# Cat Wont stop eating grass



## bltsob (Feb 2, 2004)

I let my cat out almost everday for about 15-20 minutes and he will not stop eating grass, he will sit there in the hot sun eating grass, then when i get ready to pick him up and bring him in, he gets all fussy and hisses and bits me..

I dunno whats wrong, hes never been mean to me


----------



## BoscosMum (Apr 29, 2004)

Hello...I will be interested to hear everyones opinion about this.

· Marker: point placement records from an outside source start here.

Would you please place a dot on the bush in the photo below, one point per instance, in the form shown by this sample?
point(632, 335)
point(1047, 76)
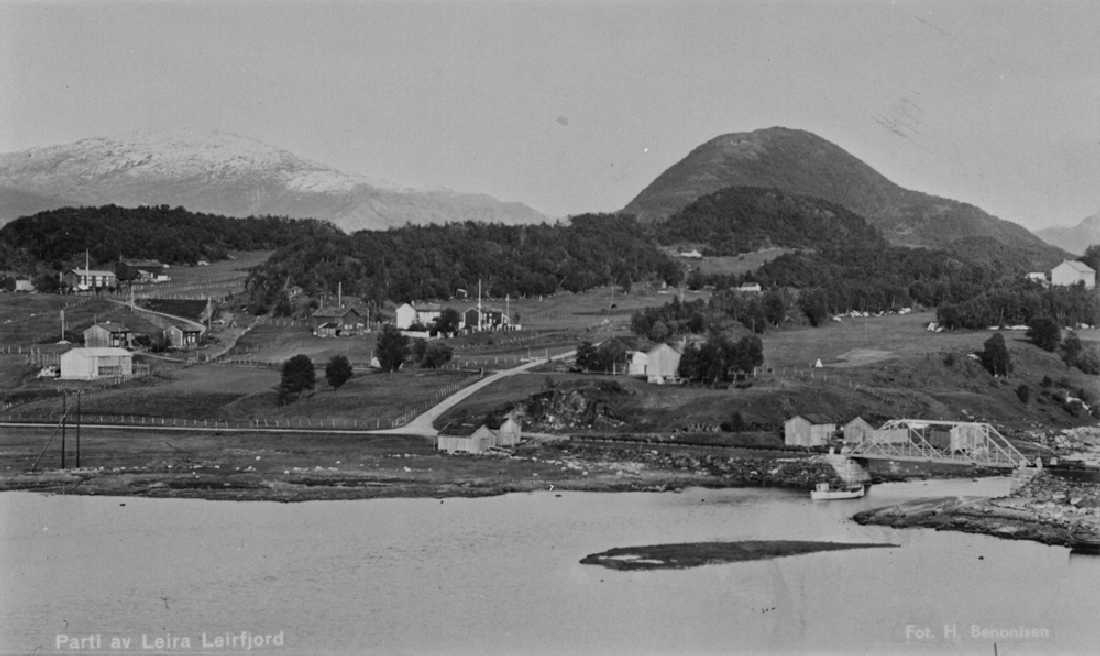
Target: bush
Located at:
point(338, 371)
point(1089, 362)
point(298, 375)
point(1045, 332)
point(437, 354)
point(994, 357)
point(392, 349)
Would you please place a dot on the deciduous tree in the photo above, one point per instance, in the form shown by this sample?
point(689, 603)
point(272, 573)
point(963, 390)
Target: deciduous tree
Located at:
point(338, 371)
point(298, 375)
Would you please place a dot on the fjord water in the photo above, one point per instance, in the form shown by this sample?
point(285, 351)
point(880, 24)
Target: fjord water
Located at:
point(501, 576)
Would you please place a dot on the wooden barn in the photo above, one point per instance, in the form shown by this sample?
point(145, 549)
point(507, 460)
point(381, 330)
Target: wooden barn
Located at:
point(809, 430)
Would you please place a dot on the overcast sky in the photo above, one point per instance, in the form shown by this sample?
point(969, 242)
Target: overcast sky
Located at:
point(574, 107)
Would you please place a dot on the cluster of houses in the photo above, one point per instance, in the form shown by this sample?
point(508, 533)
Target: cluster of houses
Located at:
point(107, 351)
point(1067, 274)
point(473, 319)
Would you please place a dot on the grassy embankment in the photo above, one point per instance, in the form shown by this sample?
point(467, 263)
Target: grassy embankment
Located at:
point(298, 467)
point(879, 368)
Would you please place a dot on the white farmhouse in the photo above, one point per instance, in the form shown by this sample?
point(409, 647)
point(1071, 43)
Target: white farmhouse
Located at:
point(1071, 272)
point(92, 362)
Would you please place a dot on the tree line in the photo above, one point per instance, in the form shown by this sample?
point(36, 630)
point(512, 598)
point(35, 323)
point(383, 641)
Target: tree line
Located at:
point(57, 239)
point(436, 261)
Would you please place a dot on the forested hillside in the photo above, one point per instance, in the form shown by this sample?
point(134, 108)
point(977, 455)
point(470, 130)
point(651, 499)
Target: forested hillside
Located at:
point(435, 261)
point(173, 236)
point(744, 219)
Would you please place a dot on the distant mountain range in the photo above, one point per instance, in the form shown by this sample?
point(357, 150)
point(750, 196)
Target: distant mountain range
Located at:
point(226, 174)
point(1076, 238)
point(800, 162)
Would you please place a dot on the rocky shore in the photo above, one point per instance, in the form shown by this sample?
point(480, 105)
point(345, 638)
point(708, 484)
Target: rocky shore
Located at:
point(285, 476)
point(1051, 509)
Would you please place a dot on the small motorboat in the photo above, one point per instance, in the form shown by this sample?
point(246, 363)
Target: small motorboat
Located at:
point(1084, 539)
point(824, 492)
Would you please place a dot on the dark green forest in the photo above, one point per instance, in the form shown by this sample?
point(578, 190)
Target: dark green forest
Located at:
point(173, 236)
point(745, 219)
point(436, 261)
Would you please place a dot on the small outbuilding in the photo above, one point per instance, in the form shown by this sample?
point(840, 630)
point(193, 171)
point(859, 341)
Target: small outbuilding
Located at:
point(108, 334)
point(662, 364)
point(96, 362)
point(336, 320)
point(807, 430)
point(856, 430)
point(183, 338)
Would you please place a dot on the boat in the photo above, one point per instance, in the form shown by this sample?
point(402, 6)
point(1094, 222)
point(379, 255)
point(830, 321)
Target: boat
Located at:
point(824, 491)
point(1084, 539)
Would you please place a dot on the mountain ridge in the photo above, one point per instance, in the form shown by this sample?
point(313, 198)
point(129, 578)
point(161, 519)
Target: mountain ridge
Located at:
point(1074, 239)
point(800, 162)
point(224, 173)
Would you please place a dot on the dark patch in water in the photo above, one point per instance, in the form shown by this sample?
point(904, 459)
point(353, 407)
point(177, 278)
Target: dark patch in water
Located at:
point(684, 555)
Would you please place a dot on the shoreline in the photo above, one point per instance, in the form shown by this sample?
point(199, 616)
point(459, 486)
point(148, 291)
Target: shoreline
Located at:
point(339, 487)
point(1048, 510)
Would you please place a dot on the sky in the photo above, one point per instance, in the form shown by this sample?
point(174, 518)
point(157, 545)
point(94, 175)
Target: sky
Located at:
point(574, 106)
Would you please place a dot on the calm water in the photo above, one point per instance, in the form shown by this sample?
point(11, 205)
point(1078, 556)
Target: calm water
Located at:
point(501, 576)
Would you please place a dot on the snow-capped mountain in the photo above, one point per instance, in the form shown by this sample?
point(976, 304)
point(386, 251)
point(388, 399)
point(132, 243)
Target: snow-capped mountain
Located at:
point(226, 174)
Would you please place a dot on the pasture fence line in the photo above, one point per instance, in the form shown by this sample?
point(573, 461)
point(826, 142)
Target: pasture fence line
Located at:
point(260, 423)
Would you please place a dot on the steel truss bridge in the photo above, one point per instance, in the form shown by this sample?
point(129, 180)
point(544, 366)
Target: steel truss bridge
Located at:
point(931, 440)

If it were me, I would let my cat eat the grass, 
providing it is not full of lawn chemicals. 
There are a few ideas and theories regarding cats who eat grass. 
I think they do it because the want to clean out their stomach, kind of like to barf up a hairball. Just dont let him do it right after mealtime. LOL!

I also think that cats like the taste and smell of the grass!


----------



## jonsgirl (Nov 7, 2003)

Have you tried getting him some cat grass?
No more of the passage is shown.